Die Art, wie Rebecca West mit der Posttraumatischen Belastungsstörung von Chris umgeht, finde ich wirklich unheimlich gelungen. Man erfährt nicht, wie er sich fühlt, wie es ihm damit geht und was in seinem Kopf wirklich vor geht und man erfährt es trotzdem. Jenny ist eine sehr gute Beobachterin und macht sich so ihre Gedanken. Die Autorin hat sich jedes Wort ganz genau überlegt, sie hat nichts dem Zufall überlassen und alles, was auf diesen 160 Seiten steht, hat eine so unglaubliche Bedeutung und ist so wunderschön, dass man dieses Buch niemals in einem Rutsch durchlesen kann.
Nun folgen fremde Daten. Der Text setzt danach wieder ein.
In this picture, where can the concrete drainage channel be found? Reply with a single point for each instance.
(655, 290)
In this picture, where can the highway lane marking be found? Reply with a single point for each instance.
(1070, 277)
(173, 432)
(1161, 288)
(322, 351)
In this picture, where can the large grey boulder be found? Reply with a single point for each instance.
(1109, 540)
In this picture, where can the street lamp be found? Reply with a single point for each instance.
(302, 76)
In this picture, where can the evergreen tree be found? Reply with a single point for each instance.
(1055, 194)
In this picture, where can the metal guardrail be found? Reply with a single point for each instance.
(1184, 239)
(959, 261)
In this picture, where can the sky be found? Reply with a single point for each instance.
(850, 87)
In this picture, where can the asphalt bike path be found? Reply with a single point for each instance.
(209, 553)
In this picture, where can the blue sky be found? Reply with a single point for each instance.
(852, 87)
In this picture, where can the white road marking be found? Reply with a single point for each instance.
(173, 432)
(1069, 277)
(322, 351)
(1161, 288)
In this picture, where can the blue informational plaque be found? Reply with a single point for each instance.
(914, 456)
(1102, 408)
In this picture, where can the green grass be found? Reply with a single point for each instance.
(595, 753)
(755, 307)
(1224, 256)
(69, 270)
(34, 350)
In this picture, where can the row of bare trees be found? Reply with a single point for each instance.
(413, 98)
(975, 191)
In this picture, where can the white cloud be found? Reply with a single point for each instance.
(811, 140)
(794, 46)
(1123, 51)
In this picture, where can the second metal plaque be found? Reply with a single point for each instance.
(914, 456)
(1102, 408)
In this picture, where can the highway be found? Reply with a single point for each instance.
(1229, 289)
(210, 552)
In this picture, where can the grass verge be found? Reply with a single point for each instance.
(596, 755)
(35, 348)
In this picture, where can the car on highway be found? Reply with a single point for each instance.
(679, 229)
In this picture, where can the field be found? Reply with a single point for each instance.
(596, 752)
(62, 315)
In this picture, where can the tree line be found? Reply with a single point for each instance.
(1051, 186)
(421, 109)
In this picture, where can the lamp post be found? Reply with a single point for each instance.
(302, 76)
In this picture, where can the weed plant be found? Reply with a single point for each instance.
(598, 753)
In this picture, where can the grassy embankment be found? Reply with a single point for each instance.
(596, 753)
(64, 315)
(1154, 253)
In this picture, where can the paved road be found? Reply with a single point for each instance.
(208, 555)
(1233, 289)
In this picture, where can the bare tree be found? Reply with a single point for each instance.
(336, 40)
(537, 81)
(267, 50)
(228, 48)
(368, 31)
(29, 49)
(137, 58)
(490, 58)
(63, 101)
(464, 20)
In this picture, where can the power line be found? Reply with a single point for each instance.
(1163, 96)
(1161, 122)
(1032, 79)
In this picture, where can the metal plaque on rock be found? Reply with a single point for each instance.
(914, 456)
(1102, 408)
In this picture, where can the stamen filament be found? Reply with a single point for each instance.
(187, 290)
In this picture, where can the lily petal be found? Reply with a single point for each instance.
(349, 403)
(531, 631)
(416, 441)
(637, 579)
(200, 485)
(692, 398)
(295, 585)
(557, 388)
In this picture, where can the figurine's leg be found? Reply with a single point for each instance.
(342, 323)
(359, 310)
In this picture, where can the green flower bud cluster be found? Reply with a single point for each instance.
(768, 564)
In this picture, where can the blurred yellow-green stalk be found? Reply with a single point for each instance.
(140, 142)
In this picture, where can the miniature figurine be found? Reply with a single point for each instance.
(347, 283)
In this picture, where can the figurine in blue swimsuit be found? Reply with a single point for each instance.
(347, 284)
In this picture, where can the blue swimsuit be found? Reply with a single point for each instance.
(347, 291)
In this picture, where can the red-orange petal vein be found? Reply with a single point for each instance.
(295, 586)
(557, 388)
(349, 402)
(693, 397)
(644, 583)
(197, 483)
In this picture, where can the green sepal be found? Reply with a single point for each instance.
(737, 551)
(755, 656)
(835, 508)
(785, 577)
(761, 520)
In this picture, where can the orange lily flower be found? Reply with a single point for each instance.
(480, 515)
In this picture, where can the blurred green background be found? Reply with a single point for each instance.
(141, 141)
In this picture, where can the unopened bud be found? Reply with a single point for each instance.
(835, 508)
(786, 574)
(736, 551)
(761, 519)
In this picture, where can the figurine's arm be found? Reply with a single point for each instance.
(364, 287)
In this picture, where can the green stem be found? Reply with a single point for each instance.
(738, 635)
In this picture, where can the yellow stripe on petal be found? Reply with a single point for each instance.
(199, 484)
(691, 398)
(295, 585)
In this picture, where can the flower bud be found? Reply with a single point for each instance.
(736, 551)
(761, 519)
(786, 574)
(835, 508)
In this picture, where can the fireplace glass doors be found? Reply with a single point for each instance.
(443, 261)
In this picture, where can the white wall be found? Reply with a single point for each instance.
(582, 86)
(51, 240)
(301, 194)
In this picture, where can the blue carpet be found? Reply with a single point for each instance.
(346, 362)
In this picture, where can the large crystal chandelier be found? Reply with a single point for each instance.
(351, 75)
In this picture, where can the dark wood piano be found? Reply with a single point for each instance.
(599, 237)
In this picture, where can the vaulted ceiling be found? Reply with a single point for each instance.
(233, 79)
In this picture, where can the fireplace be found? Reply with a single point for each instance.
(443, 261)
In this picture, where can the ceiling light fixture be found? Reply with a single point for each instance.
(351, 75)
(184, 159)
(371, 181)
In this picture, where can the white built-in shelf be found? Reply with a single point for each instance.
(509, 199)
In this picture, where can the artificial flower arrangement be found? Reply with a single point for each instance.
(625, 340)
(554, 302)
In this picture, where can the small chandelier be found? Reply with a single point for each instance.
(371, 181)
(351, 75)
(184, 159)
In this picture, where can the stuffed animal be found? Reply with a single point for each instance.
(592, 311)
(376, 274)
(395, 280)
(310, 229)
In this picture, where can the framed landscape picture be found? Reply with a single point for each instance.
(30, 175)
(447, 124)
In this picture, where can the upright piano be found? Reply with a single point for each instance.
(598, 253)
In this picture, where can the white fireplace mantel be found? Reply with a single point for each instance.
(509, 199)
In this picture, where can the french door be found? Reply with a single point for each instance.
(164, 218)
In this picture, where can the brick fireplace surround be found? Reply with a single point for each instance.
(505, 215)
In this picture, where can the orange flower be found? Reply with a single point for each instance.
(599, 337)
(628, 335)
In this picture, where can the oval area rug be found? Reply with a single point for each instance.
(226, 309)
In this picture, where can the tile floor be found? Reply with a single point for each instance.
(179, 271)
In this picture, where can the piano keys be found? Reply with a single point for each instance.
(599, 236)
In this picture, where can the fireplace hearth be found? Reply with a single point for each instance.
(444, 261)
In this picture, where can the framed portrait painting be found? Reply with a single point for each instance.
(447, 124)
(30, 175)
Man muss sich Zeit lassen, um all das zu verstehen. Um die wunderbaren Gedanken und Worte aufsaugen zu können und der Schönheit des Schreibstils in gebührender Weise seinen Respekt zu erweisen.
Dieses Buch hat mich für sich eingenommen und absolut begeistert. Ich weiß, dass es nicht das letzte Mal war, dass ich es gelesen habe, weil ich sicher noch nicht alle wunderbaren Zitate entdeckt habe, die darin stecken.
Es steckt nicht nur unglaublich viel Liebe darin, sondern macht auch deutlich, wie der erste Weltkrieg in dieser kleinen Idylle in England, ganze Leben zerstören kann. Der Krieg ist allgegenwärtig, auch wenn man kilometerweit von der Front entfernt ist. Dieses Buch beweist, dass PTBS auf die eine oder andere Weise zum Ausdruck kommen kann und dass es heute noch ein absolut aktuelles Thema ist. So vielen Soldaten passiert Ähnliches, wie es Chris Baldry passiert ist und das macht „Die Rückkehr“ zu einem Buch, das zwar 1918 geschrieben und erschienen ist, aber noch heute nicht an Gültigkeit verloren hat.

Allerdings ist nicht nur der Krieg und seine Folgen für einen Soldaten Thema, sondern auch die Liebe, die die unterschiedlichsten Menschen füreinander empfinden können. Liebe für einen Cousin bzw. eine Cousine. Liebe für die Ehefrau und den Ehemann. Liebe für das, was eigentlich längst Vergangen ist.

rezension_fazit

Dieses Buch hat mich für sich eingenommen und begeistert. Dem Thema PTBS wurde sich auf eine ganz andere Ar und Weise genährt, was mir unglaublich gut gefallen hat. Der Schreibstil ist wunderschön, jedes Wort genau abgewägt und wohlgewählt. Rebecca West hat nichts dem Zufall überlassen und somit ein Werk geschaffen, das wohl niemals an Aktualität verlieren wird.